The locus of power has moved from those doing the selling to those doing the buying. No longer do sellers have the information needed to make a purchase decision that they can dole out to potential customers in any way that best suits their sales strategies. Now, in most cases, a seller does not know of a buyers interest in a market until their decision is made, or almost made. In these circumstances, getting on customers radar early is essential as a means to be on the short list, which offers the opportunity to at least have a conversation.

Brands are no longer the authorities they once were, that role has been taken by individuals who have managed to build a profile, usually digitally, that attracts attention and offers credibility. There are however some exceptions, and these exceptions are mostly brands that have emerged in the C21

Buyer journey.

The journey of  a buyer is a minefield. Back in the old days, last century, it was pretty simple, there were few choices realistically available, mostly serviced  from the local area, and the sellers had the power. Now  there are a huge range of choices, and often confronted by the range consumers either filter out all but the very few, or decide not to decide, becoming hypnotised by the array of choice, with all the competing claims. Therefore, the first battle is the one for attention. In this situation, you would think that brands have a real role to play, but largely, that hole remains to be filled, which will be I believe the challenge for the 21st century marketer.

Big data oxymoron.

The oxymoron of big data is coming. We have all  this data sourced from an array of places, and cobbled together by algorithms to give us insights and detail never dreamed of just a few years ago. However, big data is all really about going to the level of the individual, so it is in some ways, small data. Market segmentation is moving from broad demographic descriptors that had little to do with actual behaviour, to a segment of one. The implications of this are profound, in that customers can choose to do business not just on an ‘algorithmic’ basis, but on a personal one as well.

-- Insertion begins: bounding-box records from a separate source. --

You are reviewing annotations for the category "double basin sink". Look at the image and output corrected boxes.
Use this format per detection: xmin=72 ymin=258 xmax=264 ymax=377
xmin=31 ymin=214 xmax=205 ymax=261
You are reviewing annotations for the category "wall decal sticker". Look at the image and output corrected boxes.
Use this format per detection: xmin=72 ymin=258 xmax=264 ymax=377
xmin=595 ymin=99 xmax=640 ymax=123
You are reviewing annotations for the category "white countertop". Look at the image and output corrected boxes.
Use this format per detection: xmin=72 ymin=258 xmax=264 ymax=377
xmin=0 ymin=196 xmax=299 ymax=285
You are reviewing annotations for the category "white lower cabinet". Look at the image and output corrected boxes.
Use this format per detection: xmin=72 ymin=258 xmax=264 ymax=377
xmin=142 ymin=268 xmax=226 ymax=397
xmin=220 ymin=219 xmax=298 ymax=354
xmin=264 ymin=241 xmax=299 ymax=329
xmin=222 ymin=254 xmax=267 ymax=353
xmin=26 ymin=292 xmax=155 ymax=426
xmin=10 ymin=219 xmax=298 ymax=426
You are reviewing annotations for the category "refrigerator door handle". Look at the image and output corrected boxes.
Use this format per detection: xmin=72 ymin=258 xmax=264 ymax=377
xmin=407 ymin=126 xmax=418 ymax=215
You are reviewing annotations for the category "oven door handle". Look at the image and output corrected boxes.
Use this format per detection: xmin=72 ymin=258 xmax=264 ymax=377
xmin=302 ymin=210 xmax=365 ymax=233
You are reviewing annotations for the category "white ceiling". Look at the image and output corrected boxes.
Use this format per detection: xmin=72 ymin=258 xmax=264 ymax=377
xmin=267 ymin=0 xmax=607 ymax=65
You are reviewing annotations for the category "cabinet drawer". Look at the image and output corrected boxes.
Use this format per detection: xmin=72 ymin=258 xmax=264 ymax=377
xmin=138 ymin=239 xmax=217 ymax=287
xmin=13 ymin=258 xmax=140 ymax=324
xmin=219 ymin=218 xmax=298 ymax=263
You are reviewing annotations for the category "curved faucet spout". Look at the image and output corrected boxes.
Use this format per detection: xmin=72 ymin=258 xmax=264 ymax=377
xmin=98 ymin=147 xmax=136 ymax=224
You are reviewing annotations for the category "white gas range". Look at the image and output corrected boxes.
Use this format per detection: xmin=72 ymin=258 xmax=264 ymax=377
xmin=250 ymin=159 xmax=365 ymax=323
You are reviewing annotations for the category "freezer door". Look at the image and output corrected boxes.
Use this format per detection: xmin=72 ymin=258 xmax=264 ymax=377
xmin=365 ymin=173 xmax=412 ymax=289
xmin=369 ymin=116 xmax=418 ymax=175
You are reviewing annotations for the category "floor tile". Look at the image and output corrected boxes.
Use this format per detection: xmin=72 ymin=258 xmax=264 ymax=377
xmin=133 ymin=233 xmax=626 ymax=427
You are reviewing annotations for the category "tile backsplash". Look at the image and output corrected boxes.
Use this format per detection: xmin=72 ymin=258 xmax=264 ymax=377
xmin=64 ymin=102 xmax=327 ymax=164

Marketing is data driven: with a twist.

Marketing used to be all about people, emotion, supposition, instinct, and experience, mixed with often lethal doses of bullshit. Suddenly all the imformation we marketers had ever dreamed of turned up on our desks as data, and we dove in trying to become data nerds, a role entirely unsuited to most, so the new shiny thing, the tools, became the obsession, rather than the insights that the tools could  deliver. The pendulum swung too far, and it is still swinging, but in my assessment, the pace of  the swing is slowing, and slowly the realisation will again emerge that people really do matter, and you cannot learn that from data, you have to go out to where the people are, and actually talk to them, face to face, one to one, to get a grasp of the humanity behind all  the data.,

Marketers in the C-Suite.

Marketers have never been held in high esteem by the ‘C-Suite’  as the Americans love to call it. To a significant extend to my mind this is for two reasons: first, marketers have not often been the smartest people in the room, as measured by the normal things that are all about the optimisation and continuation of the status quo, they have been flaky. Second, they are the future tellers, talking and speculating about what might happen, and then having a number of bets on the table depending on the variables that show up, so holding marketers to a data driven world has been hard. By contrast, the other functions in the c-suite are all about what has happened, the past, so it is relatively easier to produce hard facts and data to describe it. This difference makes the marketers look by contrast they are having each way bets, and perhaps do not know what they are doing, and neither is healthy.  This has to change, and I believe the change is starting, as what has happened is an increasingly bad indicator of what will happen, and it is the informed, creative but analytically capable flakey ones who can demonstrate value are usually best placed to place the bets on the future.

There are several items above that will generate discussion, which I look forward to hearing.